4. Free VPNs Work as Well as Paid VPNs

There are staggering differences between free VPNs and paid ones, making paid ones the most ideal option in just about every scenario. Free VPN services may offset their costs by participating in shady business practices like selling user information or allowing advertisements. You may also only receive a limited free version of the VPN, providing very little security.

Also Read: Best VPN For Android

Frequently Asked Questions regarding VPNs

VPN FAQs
  1. Can my internet provider see my VPN?

    Your internet service provider, or ISP, will not able to see what you are doing while you are using a VPN. They can, though, see that you are using a VPN due to the fact that your data will be encrypted, keeping your browsing data private.

  2. Should I leave my VPN on all the time?

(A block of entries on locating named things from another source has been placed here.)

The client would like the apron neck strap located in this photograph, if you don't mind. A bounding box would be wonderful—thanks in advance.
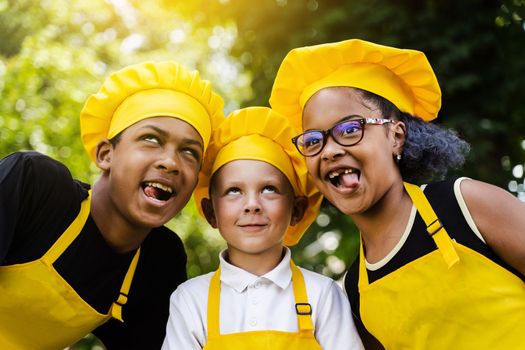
[403,182,459,268]
[111,248,140,322]
[208,259,314,337]
[208,267,221,338]
[290,259,314,332]
[42,190,91,266]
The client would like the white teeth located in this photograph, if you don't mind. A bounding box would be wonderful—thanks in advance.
[146,182,173,193]
[328,171,339,179]
[328,169,354,179]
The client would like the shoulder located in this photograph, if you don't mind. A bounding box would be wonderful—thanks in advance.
[0,151,89,200]
[299,267,346,301]
[142,226,185,255]
[0,151,69,178]
[170,272,213,305]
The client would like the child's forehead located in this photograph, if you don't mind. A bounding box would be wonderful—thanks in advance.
[121,116,203,142]
[214,159,291,186]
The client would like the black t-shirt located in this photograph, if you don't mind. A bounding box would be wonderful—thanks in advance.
[0,152,186,350]
[344,179,525,348]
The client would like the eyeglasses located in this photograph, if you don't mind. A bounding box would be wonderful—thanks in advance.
[292,116,393,157]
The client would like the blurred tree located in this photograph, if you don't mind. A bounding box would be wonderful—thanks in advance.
[167,0,525,278]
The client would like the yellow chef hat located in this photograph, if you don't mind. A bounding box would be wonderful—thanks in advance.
[194,107,322,246]
[80,61,224,161]
[270,39,441,130]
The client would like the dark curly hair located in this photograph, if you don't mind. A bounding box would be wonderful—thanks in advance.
[356,89,470,184]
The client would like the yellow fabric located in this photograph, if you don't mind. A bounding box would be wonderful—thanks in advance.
[358,182,525,350]
[403,182,459,268]
[211,134,301,195]
[0,194,139,350]
[203,260,321,350]
[80,61,224,161]
[194,107,322,246]
[270,39,441,134]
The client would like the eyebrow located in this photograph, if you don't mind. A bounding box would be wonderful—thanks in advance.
[140,124,204,148]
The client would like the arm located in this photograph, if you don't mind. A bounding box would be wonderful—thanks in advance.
[461,180,525,276]
[315,281,363,350]
[0,154,22,265]
[162,285,206,350]
[93,227,186,350]
[0,152,76,265]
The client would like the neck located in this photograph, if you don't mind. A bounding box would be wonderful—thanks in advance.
[227,246,285,276]
[91,175,151,253]
[352,183,412,263]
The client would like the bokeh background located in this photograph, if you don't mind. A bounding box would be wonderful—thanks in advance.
[0,0,525,349]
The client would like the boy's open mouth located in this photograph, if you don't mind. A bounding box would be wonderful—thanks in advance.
[328,168,361,187]
[142,182,174,202]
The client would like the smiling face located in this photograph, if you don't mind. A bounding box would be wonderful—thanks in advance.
[203,160,296,266]
[95,117,203,232]
[303,87,404,215]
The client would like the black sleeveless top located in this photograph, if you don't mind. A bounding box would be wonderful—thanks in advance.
[344,179,525,324]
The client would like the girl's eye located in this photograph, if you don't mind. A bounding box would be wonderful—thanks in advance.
[263,186,277,193]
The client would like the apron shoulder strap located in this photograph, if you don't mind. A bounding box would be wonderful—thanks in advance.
[403,182,459,268]
[111,248,140,322]
[42,190,91,266]
[208,267,221,339]
[290,259,314,332]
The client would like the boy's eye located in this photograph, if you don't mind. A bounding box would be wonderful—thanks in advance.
[226,187,241,194]
[263,186,277,193]
[142,135,160,144]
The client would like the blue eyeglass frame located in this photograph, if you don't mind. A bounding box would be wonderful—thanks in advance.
[292,115,394,157]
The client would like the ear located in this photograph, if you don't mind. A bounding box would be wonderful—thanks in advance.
[391,121,407,156]
[96,139,114,171]
[290,196,308,226]
[201,198,217,228]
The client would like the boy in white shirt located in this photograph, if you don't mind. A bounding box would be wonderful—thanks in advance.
[162,107,363,350]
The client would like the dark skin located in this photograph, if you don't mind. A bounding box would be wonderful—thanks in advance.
[303,87,525,349]
[91,117,203,253]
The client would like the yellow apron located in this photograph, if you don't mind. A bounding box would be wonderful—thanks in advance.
[203,260,321,350]
[0,192,140,350]
[358,184,525,350]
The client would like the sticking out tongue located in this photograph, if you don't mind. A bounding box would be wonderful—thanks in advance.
[339,173,359,187]
[144,186,170,201]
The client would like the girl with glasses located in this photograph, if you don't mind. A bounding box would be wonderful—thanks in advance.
[270,40,525,349]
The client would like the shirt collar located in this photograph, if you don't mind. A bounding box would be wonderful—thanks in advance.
[219,247,292,293]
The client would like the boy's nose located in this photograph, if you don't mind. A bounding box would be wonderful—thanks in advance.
[321,136,345,160]
[244,195,261,213]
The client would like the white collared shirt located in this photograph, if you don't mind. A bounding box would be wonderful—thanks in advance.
[162,248,363,350]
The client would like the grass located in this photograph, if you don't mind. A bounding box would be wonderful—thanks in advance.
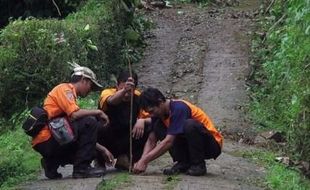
[0,127,40,189]
[96,172,131,190]
[238,150,310,190]
[163,175,181,190]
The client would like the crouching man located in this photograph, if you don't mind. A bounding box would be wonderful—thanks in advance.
[32,66,109,179]
[133,88,223,176]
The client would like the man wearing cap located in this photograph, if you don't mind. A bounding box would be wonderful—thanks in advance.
[97,71,149,169]
[32,65,109,179]
[133,87,223,176]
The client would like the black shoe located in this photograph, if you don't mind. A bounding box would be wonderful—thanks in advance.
[72,166,105,178]
[41,158,62,179]
[186,162,207,176]
[163,162,189,175]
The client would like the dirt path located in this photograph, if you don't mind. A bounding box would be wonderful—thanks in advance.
[21,0,264,190]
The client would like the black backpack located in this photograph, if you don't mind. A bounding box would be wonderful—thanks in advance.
[22,106,48,137]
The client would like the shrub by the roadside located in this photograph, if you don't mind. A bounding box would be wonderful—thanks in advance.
[0,128,40,189]
[251,0,310,161]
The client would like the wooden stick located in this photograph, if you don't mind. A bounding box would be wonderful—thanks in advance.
[126,41,134,173]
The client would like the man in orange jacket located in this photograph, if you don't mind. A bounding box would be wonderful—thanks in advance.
[133,88,223,176]
[32,66,109,179]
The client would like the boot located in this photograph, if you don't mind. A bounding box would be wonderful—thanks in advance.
[41,158,62,179]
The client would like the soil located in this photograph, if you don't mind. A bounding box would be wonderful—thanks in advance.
[20,0,264,190]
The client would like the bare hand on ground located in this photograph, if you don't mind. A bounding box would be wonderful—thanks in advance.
[132,119,144,139]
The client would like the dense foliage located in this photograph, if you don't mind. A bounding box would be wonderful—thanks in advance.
[0,0,85,28]
[0,0,150,117]
[251,0,310,161]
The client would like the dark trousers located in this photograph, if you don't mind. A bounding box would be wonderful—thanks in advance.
[97,125,150,164]
[33,116,101,168]
[153,119,221,164]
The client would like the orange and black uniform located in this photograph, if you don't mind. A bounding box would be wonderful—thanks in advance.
[152,100,223,164]
[32,83,99,169]
[98,88,149,162]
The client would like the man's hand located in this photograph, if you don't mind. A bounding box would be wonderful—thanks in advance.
[133,159,147,174]
[132,119,144,139]
[101,149,114,166]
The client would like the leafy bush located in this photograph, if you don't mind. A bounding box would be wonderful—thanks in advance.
[0,128,40,189]
[0,0,85,28]
[252,0,310,160]
[0,0,150,117]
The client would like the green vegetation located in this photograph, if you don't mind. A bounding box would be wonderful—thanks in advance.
[0,0,86,28]
[242,151,310,190]
[250,0,310,161]
[0,127,40,189]
[96,172,131,190]
[163,175,181,190]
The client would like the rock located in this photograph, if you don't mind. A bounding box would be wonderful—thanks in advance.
[275,156,291,166]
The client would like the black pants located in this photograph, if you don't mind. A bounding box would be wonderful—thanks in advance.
[97,125,150,164]
[153,119,221,164]
[33,116,101,168]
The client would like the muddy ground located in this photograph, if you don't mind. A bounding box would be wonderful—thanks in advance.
[21,0,264,190]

    It’s not necessary to leave your VPN running all the time – in some cases, it can be beneficial to turn off your VPN. If you’re primary concern is security, then you may consider leaving your VPN on whenever you are connected to the internet.

  3. Does a VPN use data?

    A VPN both sends and receives data, relying on your existing internet connection. Because of this, any data used will be counted towards restrictions or caps in place by your ISP. Data usage will also increase when using a VPN due to the encryption of data, so expect to see up to a 15% increase in usage.

  4. Can my IP address be traced if I use a VPN?

    Your IP address is hidden while using a VPN, keeping it from being seen by others and blocking your actual location. If you are using a reputable service provider, such as NordVPN, you will not get traced unless the service provider gives access to your log information. Your ISP and government officials will not be able to see your IP address or activity unless it is leaked.

  5. Does Google still know my location with a VPN?

    VPNs give you a new Geolocation, which can be used to access websites that are blocked in other countries. Google, and other websites, will not know your location while using a VPN unless your service is not working effectively. A properly functioning VPN will hide your actual IP address and shield your location from being seen – even by Google.

  6. Can police track you through a VPN?

    It is still possible for the police to track you even while you are using a VPN to protect your IP address. Your information can be tracked if the authorities contact the service provider or some other authority to gain access to the data needed. Some VPNs also leak data and keep online activity logs, so don’t think that you can get away with doing whatever you like even though your IP address is not publicly visible.

  7. How do I know my VPN is working?

    A simple way to test whether or not your VPN is functioning as it should is to check your IP address using an IP address tool or simply by googling what your IP address is. If you see that your real IP address is being shown while connected to a VPN, then it is not working. If you see the server’s IP address and location then your VPN is working.

  8. Does a VPN protect you from viruses?

    A VPN is designed to encrypt data and control network traffic – it does not keep malware or viruses from affecting your network. For this reason, you should always have good antivirus software in use while active online to protect your information and keep viruses from infiltrating your devices.

  9. How to pay for a VPN anonymously?

    If you’d like to remain anonymous while paying for a VPN service then the use of altcoins, digitally generated debit cards, or gift cards is necessary. Altcoins include Bitcoin and other kinds of cryptocurrency, which may or may not be accepted by your VPN provider.

  10. What are HIPAA-compliant VPNs?

    In healthcare, protecting the sensitive information of clients and employees is mandatory, which makes having a VPN essential. HIPAA-compliant VPNs are networks that encrypt all of the data being transferred over a healthcare facility’s network, keeping information safe from online threats and unauthorized individuals.